Table 1: Demographic characteristics of the alive and death groups at 2 months postoperatively
Between-group separation of generated output values:
ChatGPT-4o showed no significant difference in generated output risk between the two groups (P = 0.058 for the first evaluation and 0.184 for the second evaluation). In contrast, ChatGPT-5 demonstrated higher generated output values in the Death group compared with the Alive group: 4.7% vs. 9.8% in the first trial (P = 0.03) and 5.0% vs. 12.4% in the second trial (P = 0.002), respectively (Fig. 3).

Figure 3: ChatGPT-generated mortality risk (%) values. Boxplots showing predicted mortality risk (%) generated by ChatGPT-4o and ChatGPT-5 in the Alive and Death groups for two separate evaluations (first and second). Box height represents the interquartile range (IQR), the central line indicates the median, and whiskers extend to 1.5 × IQR. Statistical significance was observed only in GPT-5 (P < 0.05).
Agreement between repeated assessments in each GPT version:
Bland-Altman analysis was performed to evaluate agreement between repeated mortality-risk predictions generated by ChatGPT-4o and ChatGPT-5. For ChatGPT-4o, the mean difference (bias) was 1.28% (95% confidence interval [CI], 0.09–2.47), indicating a small but statistically significant fixed bias. In contrast, ChatGPT-5 showed a mean difference of 0.18% (95% CI, −0.41–0.76), which was not statistically significant, suggesting the absence of systematic bias. The limits of agreement (LoA) were markedly narrower for ChatGPT-5 (−5.53 to 5.88) than for ChatGPT-4o (−10.36 to 12.91), with corresponding LoA widths of approximately 11.4% and 23.3%, respectively (Table 2).

Table 2: Bland-Altman analysis of agreement between repeated mortality risk predictions generated by ChatGPT-4o and ChatGPT-5
Generative AI models, ChatGPT-4o and GPT-5, were used as multimodal analytical interfaces for integrating preoperative clinical information in patients with pertrochanteric fractures treated at regional hospitals in Japan. Snapshot pre-operative information, including blood test results, cardiac findings, and prescribed medications, was entered into these models and was expected to be internally converted into structured data before analysis. The observed between-group separation, particularly with GPT-5, suggests that ChatGPT may integrate heterogeneous clinical information into outputs that reflect structured patterns consistent with clinical stratification, rather than serving as a direct predictive tool. This finding should not be interpreted as evidence of predictive accuracy. However, this behaviour may resemble the integrative reasoning process used by clinicians when synthesising multiple sources of clinical information in real-world decision-making.

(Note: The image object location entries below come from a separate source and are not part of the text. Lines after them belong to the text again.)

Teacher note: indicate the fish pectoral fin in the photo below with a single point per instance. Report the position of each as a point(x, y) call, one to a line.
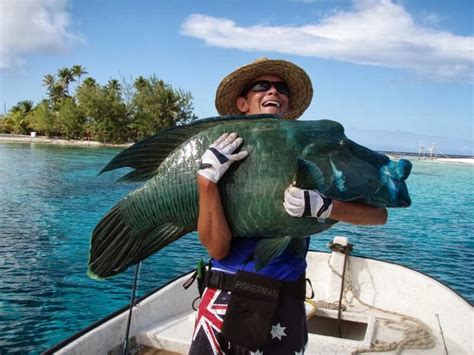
point(308, 175)
point(268, 249)
point(146, 156)
point(115, 247)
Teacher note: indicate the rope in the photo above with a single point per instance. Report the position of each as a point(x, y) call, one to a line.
point(416, 334)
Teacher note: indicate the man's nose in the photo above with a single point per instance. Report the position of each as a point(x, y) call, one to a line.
point(272, 89)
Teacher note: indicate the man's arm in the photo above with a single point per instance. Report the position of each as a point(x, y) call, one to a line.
point(213, 229)
point(312, 203)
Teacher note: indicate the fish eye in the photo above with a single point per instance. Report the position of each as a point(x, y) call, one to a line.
point(343, 143)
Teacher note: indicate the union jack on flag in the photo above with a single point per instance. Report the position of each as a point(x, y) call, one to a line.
point(210, 318)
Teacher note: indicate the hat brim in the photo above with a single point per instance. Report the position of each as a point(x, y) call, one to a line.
point(299, 83)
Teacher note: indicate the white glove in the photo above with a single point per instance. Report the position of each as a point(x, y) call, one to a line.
point(218, 157)
point(299, 203)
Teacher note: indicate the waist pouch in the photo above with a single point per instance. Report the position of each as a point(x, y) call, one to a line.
point(252, 305)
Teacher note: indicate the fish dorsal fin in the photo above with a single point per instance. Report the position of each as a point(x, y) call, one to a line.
point(147, 155)
point(308, 175)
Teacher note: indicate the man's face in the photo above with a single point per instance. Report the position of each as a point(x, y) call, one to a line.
point(270, 101)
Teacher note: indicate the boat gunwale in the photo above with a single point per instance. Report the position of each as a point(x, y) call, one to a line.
point(125, 308)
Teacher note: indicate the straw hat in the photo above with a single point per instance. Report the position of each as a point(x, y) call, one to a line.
point(298, 81)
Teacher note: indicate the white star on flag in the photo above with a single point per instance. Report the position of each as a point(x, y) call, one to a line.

Technical advancement of GPT-5:
There are several aspects in which GPT-5 appears superior to GPT-4, particularly regarding OCR capability and response consistency. With respect to OCR, a recent web-based evaluation reported acceptable GPT-5 performance across 10 document-understanding/OCR tasks, including retrieval of information from partially damaged receipts [13], although the model still struggled with tasks such as detecting small cracks on glass edges or accurately counting specified objects. In mammography analysis, GPT-5 consistently outperformed GPT-4o, achieving the highest scores among GPT variants in classifying density, distortion, masses, calcifications, and malignancy [14]. In the present study, random checks of OCR accuracy confirmed correct extraction of numerical and text-based medical data before analysis, particularly with GPT-5. Further validation using larger samples will be needed to confirm graphical-analysis advantages within our framework. Regarding consistency, GPT-5 also appeared to demonstrate greater reliability. Bland-Altman analysis in this study showed GPT-5 demonstrated a smaller mean bias and narrower LoA than GPT-4o. Taken together, GPT-5 appeared to produce more consistent and stable mortality-risk estimates within this dataset, despite the lack of statistical significance. Although generative AI systems are known to occasionally produce different responses to identical prompts on different occasions, this response variability inherent to generative AI systems may be gradually improving in GPT-5 [15]. Nevertheless, additional research is clearly required, given the still-limited number of published studies. These observations support the technical stability of GPT-5 within this framework, rather than confirming its clinical predictive superiority.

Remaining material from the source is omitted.